Johnny bares his teeth in what’s supposed to be a smile but lands closer to a grimace. “I don’t need to tell you, sure,” he says to Cal. “You don’t want that hassle either.”
“Gee whiz,” Cal says, scratching his beard. “I hadn’t thought of that. I’ll take it under advisement.”
Johnny’s grimace tightens. “I’ve somewhere to be. Am I allowed to head over that way, am I? Guard?”
“Be my guest,” Cal says. “I’m sure the police’ll find you when they need you. Don’t you worry about us; we’re just fine here.”
Johnny throws him one more vicious look, then cuts through the trees to give the body a wide berth and heads up the higher path, towards the Dwyers’ places and incidentally towards Rushborough’s holiday home, at a near-run. Cal allows himself the hope that the little fuck will trip and go head over heels into a ravine.
“Bet he’s going to get your camera,” Trey says. “Rushborough took it offa me. I was gonna rob it back, only I didn’t get a chance.”
“Huh,” Cal says. That camera has been on his mind, along with the fact that it stopped being mentioned right around the time Trey got that fat lip. He was blaming Johnny. “What’s on there that Rushborough wanted?”
“You and them lads putting the gold in the river.”
There’s a moment of silence.
“Didja know I was there?”
“Nope,” Cal says, carefully.
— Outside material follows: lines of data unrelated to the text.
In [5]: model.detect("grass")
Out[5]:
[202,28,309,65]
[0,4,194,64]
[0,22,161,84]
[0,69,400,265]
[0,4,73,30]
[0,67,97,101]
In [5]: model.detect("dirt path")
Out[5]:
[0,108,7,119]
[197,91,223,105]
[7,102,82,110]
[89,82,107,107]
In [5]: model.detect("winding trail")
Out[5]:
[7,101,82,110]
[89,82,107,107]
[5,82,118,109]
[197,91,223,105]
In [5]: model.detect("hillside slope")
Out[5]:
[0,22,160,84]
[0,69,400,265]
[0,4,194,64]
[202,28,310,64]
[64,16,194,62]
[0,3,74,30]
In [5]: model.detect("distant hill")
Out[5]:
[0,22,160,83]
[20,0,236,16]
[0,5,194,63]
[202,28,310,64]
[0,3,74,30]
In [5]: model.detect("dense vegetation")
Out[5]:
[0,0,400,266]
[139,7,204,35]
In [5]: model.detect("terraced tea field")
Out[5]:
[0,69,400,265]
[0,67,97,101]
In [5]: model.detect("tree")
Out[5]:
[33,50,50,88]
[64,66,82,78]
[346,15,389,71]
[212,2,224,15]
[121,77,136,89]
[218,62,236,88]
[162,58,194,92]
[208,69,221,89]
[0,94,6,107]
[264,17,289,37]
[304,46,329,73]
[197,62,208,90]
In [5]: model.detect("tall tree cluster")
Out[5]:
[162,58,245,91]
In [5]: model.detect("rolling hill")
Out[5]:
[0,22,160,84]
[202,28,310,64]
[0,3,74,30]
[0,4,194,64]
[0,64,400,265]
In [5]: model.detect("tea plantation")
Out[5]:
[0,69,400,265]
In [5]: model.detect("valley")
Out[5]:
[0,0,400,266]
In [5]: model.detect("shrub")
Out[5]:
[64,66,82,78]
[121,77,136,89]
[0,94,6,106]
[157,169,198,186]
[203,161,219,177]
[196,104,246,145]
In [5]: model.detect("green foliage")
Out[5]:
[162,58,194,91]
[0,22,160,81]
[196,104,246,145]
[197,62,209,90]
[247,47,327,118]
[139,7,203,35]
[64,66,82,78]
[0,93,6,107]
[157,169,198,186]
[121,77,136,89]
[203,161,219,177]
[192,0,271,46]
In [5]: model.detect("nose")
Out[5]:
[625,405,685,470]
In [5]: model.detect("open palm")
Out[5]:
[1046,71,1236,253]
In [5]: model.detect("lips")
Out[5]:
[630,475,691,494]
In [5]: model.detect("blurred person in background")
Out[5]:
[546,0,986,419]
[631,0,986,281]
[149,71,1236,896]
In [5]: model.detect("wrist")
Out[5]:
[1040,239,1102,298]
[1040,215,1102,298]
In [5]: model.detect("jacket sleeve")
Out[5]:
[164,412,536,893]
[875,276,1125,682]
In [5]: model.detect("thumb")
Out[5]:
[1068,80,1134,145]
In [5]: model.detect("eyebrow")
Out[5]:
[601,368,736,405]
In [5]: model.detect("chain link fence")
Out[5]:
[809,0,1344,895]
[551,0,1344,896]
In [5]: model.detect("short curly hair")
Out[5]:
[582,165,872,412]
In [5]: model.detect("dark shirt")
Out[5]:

She’s not looking at him; she’s watching the path where her father vanished, eyes narrowed against the sun. “I half wondered, but nope, I didn’t know. How come you filmed it?”
“To show Rushborough. So’s he’d fuck off.”
“Right,” Cal says. He adjusts his ideas. Trey wasn’t just doing her filming behind Johnny’s back; she was doing it, with preparation and care, to fuck him over. This leaves Cal even more baffled about what she was doing waving Johnny’s cute little gold nugget around the pub.
“I didn’t know you’d be there,” Trey says. “At the river. You never told me.”
She’s turning the water bottle between her knees, head bent over it. If she’s watching Cal out of the corner of her eye, he can’t tell.
“You figure I should’ve,” he says.
“Yeah.”
“I was planning to. The day before, when I lent you that camera. Only then your dad showed up and took you off home, and I didn’t get a chance.”
“How come you went with them? To the river?”
Cal is moved by the fact that she’s asking: she knows him well enough to take for granted that he wasn’t there to rip off some damn fool tourist. “I wanted to keep an eye on things,” he says. “Rushborough always looked squirrelly to me, and the situation seemed like it could get messy. I like having a handle on what’s going on around me.”
“You shoulda said it to me from the start. I’m not a fuckin’ kid. I keep telling you.”
“I know that,” Cal says. He’s still picking his way with every bit of care and delicacy he has. He knows better than to lie to her, but he also knows better than to tell her he needs to look out for her. “I wasn’t thinking you were too little to understand, or anything. All’s I was thinking is that Johnny’s your dad.”
“He’s a fuckin’ tosspot.”
“I’m not denying that,” Cal says. “But I didn’t want to put you in the middle of anything by sounding like I was bad-mouthing him or his big idea, and I didn’t want to go pumping you for information. I figured I oughta leave you to make your own calls. I just wanted to stay clear on what was going on.”